Skeptics may believe that learning isn’t going on when students have the freedom to make. However, I encourage them to step into a makerspace when students are working. They will quickly see how even though so many activities are going on, students are engaged. Students are working toward a goal and trying to solve a problem. Each student that enters a makerspace will feel empowered that they have the ability to play and create.
As humans, we are curious. We question what’s around us. Even though we may stop after age five, we still ask questions in our heads and inquire. Fear of asking the wrong question or having the wrong answer stands in our way of asking more questions (Berger 2014). It is important as educators and questioners ourselves to promote curiosity and inquiry. Making can encourage us to continue questioning aloud.
“In a sense, we’re all ‘makers’ now, or, at least, we would do well to think of ourselves that way. Whether or not we were ever properly taught how to question, we can develop the skill now, on our own, in our own spaces” (Berger 2014). Seeing yourself as a maker allows you to ask questions even more.
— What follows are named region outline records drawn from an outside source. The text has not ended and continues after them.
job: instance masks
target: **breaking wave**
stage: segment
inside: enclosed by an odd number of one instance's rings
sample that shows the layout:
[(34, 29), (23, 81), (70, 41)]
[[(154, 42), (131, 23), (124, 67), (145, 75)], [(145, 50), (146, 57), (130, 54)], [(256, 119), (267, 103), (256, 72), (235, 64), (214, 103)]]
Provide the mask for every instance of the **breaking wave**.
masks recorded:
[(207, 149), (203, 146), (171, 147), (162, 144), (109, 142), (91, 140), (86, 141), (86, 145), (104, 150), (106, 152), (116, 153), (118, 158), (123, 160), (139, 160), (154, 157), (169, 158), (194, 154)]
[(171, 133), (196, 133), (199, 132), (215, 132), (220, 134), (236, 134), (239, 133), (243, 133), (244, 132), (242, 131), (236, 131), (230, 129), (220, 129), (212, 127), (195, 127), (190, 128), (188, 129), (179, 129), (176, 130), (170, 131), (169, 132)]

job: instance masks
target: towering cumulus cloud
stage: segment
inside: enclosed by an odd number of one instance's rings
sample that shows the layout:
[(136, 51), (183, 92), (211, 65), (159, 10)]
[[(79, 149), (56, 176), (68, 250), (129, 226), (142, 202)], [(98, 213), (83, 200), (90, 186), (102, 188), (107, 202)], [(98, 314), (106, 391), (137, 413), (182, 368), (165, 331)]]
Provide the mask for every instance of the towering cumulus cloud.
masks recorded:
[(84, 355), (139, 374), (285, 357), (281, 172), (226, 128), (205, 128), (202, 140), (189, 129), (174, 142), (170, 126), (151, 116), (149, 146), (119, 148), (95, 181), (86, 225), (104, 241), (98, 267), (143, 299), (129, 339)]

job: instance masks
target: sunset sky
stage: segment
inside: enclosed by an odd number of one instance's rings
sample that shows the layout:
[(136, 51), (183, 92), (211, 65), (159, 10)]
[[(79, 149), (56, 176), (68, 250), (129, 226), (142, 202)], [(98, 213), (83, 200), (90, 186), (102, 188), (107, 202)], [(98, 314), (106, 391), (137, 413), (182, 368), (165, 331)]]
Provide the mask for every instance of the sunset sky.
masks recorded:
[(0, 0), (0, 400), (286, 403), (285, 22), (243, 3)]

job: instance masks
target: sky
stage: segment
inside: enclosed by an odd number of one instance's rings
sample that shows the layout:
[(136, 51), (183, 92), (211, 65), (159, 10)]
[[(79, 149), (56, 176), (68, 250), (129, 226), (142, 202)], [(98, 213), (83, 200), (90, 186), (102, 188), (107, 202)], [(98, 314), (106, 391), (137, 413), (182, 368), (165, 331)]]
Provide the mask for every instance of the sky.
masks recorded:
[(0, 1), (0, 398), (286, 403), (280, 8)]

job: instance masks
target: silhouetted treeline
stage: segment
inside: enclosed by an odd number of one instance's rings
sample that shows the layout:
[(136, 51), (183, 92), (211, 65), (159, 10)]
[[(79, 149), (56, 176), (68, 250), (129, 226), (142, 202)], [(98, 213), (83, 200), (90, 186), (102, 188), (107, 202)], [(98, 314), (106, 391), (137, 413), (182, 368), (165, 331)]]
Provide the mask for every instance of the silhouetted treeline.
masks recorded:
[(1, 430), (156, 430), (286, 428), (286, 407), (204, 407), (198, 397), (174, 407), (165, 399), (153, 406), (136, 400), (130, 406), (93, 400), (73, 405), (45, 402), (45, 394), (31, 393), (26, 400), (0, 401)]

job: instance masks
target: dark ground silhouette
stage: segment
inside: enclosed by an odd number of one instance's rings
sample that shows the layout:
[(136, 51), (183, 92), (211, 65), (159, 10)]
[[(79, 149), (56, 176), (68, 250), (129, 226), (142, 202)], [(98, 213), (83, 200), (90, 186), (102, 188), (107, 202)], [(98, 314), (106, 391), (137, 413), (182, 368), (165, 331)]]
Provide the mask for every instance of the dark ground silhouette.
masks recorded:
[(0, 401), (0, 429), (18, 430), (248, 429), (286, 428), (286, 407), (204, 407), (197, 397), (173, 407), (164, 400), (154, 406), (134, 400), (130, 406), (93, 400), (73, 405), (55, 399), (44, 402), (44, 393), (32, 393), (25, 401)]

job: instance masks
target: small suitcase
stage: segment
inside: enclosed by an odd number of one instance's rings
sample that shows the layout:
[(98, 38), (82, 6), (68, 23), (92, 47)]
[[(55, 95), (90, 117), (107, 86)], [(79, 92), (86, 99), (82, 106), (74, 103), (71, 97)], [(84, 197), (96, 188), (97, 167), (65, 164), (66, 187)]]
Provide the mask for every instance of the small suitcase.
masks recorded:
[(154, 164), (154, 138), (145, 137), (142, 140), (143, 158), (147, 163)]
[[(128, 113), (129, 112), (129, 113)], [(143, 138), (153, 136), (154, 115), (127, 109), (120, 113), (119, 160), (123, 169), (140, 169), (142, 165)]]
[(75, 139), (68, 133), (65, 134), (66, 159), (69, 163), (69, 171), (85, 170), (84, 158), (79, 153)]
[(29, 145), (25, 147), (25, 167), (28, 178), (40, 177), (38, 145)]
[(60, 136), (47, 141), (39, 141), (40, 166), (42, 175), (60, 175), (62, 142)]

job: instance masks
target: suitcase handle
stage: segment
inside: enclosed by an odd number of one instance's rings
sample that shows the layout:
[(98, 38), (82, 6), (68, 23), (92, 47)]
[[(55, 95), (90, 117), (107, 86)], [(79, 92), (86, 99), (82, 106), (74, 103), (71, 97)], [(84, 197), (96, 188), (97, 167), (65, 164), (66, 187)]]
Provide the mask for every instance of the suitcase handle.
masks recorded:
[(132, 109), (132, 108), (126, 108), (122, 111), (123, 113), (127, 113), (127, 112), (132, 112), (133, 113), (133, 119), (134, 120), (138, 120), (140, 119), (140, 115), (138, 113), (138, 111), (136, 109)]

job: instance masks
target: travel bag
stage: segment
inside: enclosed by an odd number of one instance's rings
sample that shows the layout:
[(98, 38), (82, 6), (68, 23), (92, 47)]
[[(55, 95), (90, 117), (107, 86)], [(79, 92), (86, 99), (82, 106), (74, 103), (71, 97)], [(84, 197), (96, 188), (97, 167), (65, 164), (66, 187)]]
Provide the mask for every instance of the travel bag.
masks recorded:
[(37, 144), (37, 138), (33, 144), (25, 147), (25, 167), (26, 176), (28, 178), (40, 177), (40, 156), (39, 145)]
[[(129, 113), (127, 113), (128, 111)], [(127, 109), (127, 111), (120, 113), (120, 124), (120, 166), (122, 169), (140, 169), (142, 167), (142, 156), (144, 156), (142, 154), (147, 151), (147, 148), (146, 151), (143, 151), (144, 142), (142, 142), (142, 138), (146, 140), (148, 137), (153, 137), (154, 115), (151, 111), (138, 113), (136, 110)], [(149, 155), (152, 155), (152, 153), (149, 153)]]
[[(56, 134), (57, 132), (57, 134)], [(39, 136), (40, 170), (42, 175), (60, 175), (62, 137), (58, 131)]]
We can question topics that don’t make sense to us. We can question the tools around us. We can ask a question to answer with another question. We have the power to make, by asking the world a simple question.
Hillel Day School’s makerspace has tools that students in kindergarten through eighth grade can use; once properly trained. When first starting at Hillel, I didn’t know how to utilize this place. I didn’t know that students in 6th grade could use a drill press or 3rd graders could safely use a hot glue gun or even 8th graders could fluently use 3D software to print on the MakerBot. This was new to me, but it was exciting.
Not until October did my colleagues and I find a way to pull tools from the space for a project. We simulated Shark Tank. Just like ABC’s hit show, we had students ask a question. What is a problem they see in their lives? How can they improve upon it? After extensive research on the background of their existing product, students began to work in the makerspace to make their product better. Each work day, I couldn’t direct my attention to one student. I had kids working at a drill press, students using a 3D pen, exacto knives were in use; kids were painting, students were cutting styrofoam with a hot wire cutter and so on. I had makers.
At first, I didn’t think my students were learning anything. But after talking with them one-on-one and hearing them present their pitches to a panel of judges, and getting ‘offers’ from investors, I was certain they learned. Through this experience, it taught students how to be successful people in the world; not just people who can memorize. As Berger said, “these are the kids who will have the skills to rise to the top.”
This teaching was extremely informal. I guided students with focus questions, but I had to sit back and let them figure things out. This unit opened my eyes to the power of making and how students can take an idea and bring it to life.
What beautiful question do you have? I bet it can change the world.
Berger, W. (2014). A more beautiful question: The power of inquiry to spark breakthrough ideas. New York, NY: Bloomsbury.